Pay attention, please.
Thanksgiving can be a complicated, busy mix with lots of people, lots of noise, televisions blaring, football announcers shouting, couch potatoes cheering — along with kids running and old friends arriving and relatives (both welcome and otherwise) chatting and gossiping and just generally catching up while out of the corner of your eye, you handle the cooking.
Oh yes, the flames.
And whatever the rankings of Dawgs or Falcons this troubled fall, you need to be careful, because the state of Georgia ranks a solid sixth in holiday cooking fires. That’s sixth-most fires, often resulting in injury or deaths.
How do we know this?
Well, as often happens when you take chances, the people with the sharpest eyes for risk are the ones most likely to end up paying the bills if you mess up and burn things down.
That is: Insurance companies.
They are the ones that know. The holiday is all about warmth and family and tradition and higher odds of something bad happening, said Justin Tomczak, spokesman for State Farm insurance. “There are a lot of distractions, we are often cooking multiple dishes at once, and the chance of a home fire is much higher.”
Last year during November and December, State Farm received an average of 18 claims each day related to cooking fires, he said.
On Thanksgiving and Christmas day, that number nearly doubled.
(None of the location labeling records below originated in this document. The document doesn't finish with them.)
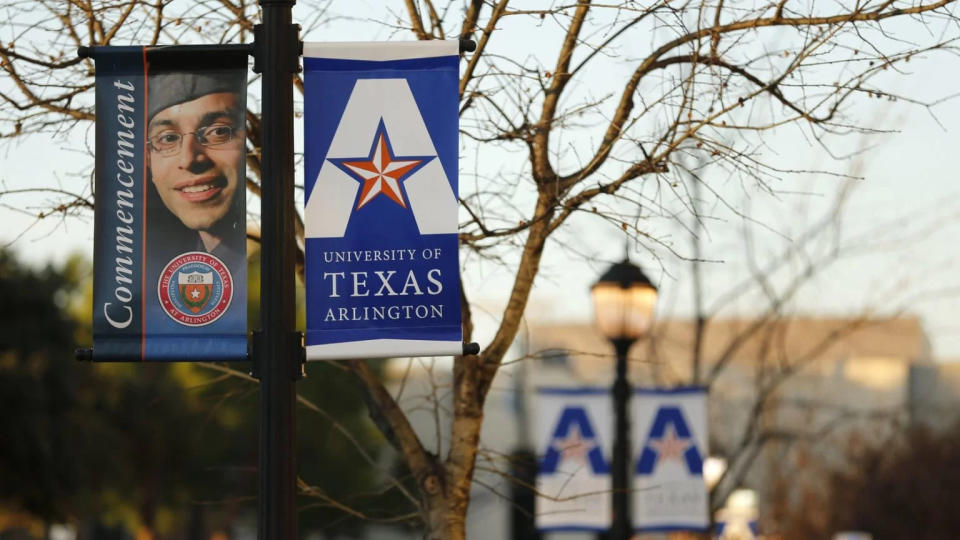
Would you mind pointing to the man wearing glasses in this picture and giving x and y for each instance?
(195, 156)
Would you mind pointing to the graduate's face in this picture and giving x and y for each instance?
(196, 156)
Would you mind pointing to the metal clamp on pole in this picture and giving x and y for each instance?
(467, 45)
(293, 41)
(299, 345)
(253, 346)
(256, 341)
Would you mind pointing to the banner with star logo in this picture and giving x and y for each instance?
(380, 144)
(574, 436)
(669, 429)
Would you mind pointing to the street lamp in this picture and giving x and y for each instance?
(623, 302)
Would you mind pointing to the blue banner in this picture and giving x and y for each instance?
(380, 141)
(668, 441)
(170, 217)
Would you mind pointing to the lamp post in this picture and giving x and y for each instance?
(623, 303)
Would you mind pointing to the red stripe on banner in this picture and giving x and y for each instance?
(143, 240)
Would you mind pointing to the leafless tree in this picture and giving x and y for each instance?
(594, 105)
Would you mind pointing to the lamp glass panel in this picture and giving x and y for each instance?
(623, 313)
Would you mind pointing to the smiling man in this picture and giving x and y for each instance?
(195, 155)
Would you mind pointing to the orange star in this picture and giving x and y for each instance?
(381, 171)
(669, 446)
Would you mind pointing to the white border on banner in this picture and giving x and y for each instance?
(383, 348)
(380, 51)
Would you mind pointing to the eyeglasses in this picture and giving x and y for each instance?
(168, 142)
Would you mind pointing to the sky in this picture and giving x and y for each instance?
(898, 232)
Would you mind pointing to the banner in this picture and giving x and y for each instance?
(574, 440)
(670, 445)
(380, 144)
(574, 434)
(170, 220)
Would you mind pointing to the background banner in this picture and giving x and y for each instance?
(669, 431)
(574, 434)
(170, 218)
(382, 259)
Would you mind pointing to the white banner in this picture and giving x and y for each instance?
(574, 436)
(669, 429)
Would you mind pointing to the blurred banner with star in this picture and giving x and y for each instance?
(669, 432)
(574, 437)
(380, 143)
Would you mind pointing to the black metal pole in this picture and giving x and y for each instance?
(622, 528)
(276, 349)
(523, 467)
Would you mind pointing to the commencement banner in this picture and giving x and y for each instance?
(170, 219)
(381, 212)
Citing the National Fire Protection Association, he said that more than 40 percent of the more-than-1,000 home fires in America each day start in a kitchen.
All sorts of commonsense advice applies, of course. Have smoke detectors and a working fire extinguisher in the house, of course. (And be careful which of your uncles you put together at the dinner table, but that’s a different kind of concern).
Anyhow, when it comes to safety, State Farm advises the most commonsensical principle of all: Pay attention.